Lutheran Settlement House was founded in 1902 as part of the Settlement House Movement, an Industrial Revolution-era movement with the goal of bringing people from all socioeconomic backgrounds together both physically and socially. Settlement Houses across the country, including Lutheran Settlement House, were established to provide basic needs to newly-arrived immigrant communities across the country. Most settlement houses offered education, childcare, food, clothing, and other services all under one roof.
LSH was originally established to serve the growing population of immigrants arriving in Philadelphia from Southern and Eastern Europe—people who moved to the United States to work in the city’s bustling manufacturing and industrial center, located in Fishtown, Port Richmond, Kensington, and Frankford.
While our services have changed and developed over the years to meet the changing needs of our community, we have always stayed true to our settlement house roots. Even now, community members come to LSH for food, counseling, adult education courses, senior services, safety from abuse, and so much more. Just as we welcomed new Americans through our doors over a century ago, we now welcome people of all backgrounds, income levels, races, religions, sexualities, genders, and creeds—ensuring that everyone has the resources and support they need to thrive.
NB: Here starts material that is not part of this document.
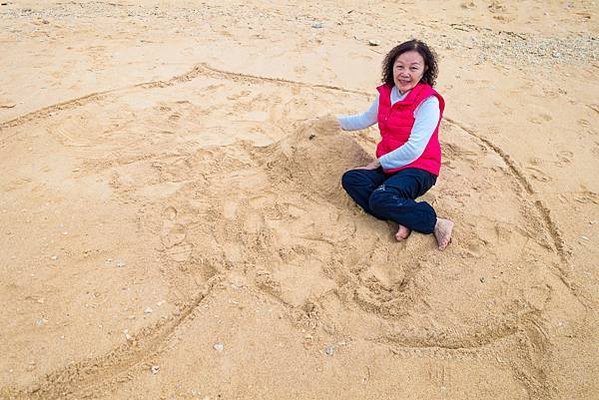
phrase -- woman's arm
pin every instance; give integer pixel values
(360, 121)
(426, 119)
Lutheran Settlement House was founded and sustained for many decades by Lutherans who were looking to live out their faith by working for peace and justice with people living in poverty. While our work is no longer led by Pastors and Deaconesses, we continue to be a proud member agency of the ELCA, grounded in God’s love and forgiveness. While our staff and clients come from many faith backgrounds, or no faith background, we draw strength and inspiration from our Lutheran roots which lead us to treat all people as unique and equal, deserving of dignity and justice.
Lutheran Settlement House is grateful for the support of the Southeastern Pennsylvania Synod and the donations of time, talent, and treasure from many Lutheran churches and individuals throughout our region.